The year 12 pupil has built a sense of affinity with her teammates which has become an integral part of establishing a culture within a culture of existence.
"I love the team dynamics and the team spirit that we have. It's unique because there aren't too many sports like it," she says.
"It's just a really cool bunch of people and we all seem to get on really well. I think just because we're travelling a lot together we're so close and makes it fun to play with everyone."
To put in perspective, the team travels just about every weekend in what is a year-long season although January to June is the peak period.
"The last weekend I had at home was in January so I've been away training or at tournaments every other weekend since and it's all over the country from Auckland to Christchurch, pretty much."
Parents Donna, an accountant, and father Jeremy, an arborist, chauffeur her when she doesn't join a team car pool.
The commitment to canoe polo does eat into her study time.
"It's quite hard to balance school life with training and travelling," she says.

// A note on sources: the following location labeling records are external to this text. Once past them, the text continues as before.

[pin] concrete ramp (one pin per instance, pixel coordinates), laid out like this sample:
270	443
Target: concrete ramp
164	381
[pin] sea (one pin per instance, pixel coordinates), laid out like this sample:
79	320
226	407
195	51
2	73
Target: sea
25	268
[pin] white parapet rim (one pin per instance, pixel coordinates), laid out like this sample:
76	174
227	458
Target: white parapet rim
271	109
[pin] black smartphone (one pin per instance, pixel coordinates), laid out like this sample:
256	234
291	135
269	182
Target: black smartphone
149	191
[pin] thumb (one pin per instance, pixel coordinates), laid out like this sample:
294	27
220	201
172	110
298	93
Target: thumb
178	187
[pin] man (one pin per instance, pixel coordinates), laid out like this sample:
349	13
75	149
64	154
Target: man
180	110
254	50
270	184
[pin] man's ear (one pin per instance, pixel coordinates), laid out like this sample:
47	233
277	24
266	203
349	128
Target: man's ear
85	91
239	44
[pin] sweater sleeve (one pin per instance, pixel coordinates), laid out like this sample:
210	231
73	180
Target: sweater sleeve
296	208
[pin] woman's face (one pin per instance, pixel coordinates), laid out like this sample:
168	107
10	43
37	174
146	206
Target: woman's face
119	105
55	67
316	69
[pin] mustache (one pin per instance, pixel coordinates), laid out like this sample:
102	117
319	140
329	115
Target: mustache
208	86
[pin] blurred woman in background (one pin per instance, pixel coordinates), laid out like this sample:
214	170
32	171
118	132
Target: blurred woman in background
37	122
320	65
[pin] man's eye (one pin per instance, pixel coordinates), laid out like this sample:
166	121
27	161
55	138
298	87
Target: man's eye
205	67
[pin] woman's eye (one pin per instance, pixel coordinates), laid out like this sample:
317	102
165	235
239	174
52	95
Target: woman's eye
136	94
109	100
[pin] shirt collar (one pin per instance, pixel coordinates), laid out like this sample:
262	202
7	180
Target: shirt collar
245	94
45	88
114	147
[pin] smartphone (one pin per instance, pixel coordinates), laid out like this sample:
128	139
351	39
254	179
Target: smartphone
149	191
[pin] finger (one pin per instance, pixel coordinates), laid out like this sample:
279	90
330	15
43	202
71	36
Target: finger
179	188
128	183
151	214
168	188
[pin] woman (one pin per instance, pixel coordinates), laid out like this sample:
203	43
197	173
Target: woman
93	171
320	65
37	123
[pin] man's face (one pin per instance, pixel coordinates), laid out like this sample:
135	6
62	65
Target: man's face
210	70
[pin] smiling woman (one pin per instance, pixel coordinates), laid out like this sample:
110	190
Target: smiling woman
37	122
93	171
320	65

Cameron trains at Clive River and Pandora Pond in Napier although the latter venue has become inaccessible lately because of pollution. The annual Art Deco Canoe Polo Championship at the pond was moved to the Backpaddock Lake in Takapau late last month.
However, the canoe polo enthusiasts have set up a court on a pond at the Taumoana Showgrounds, the home of the Land Rover Horse of the Year Show staged last week.
However, she copes with the demands by training early in the mornings and fulfils her strength-and-conditioning programme obligations during her study spells in school at the nearby HB Regional Sports Park under teacher supervision.
"I then come home to do my homework but if I have a team training at night I have to go to that as well."
Occasionally she misses trainings to keep up with her academic pursuits.
"I have to work as hard as I can at school to create as much time as possible for canoe polo."
Attending university is on the agenda with a nutrition and sports psychology bent although she isn't sure what exactly that'll be.
At her maiden world champs, Cameron hopes to making the starting five in the team of seven but be a cog in the wheel of the team, regardless.
She represented New Zealand in the age-group grades at a tourney in Australia in whitewater slalom early this year.
"I was in the development squad so I was pretty much going there for the experience and I finished 43rd out of about 60 to 70 competitors," she says of her first major overseas competition in three years with slalom.
Cameron's father was a kayaker in his childhood days but believes her love for aquatic sport comes from within.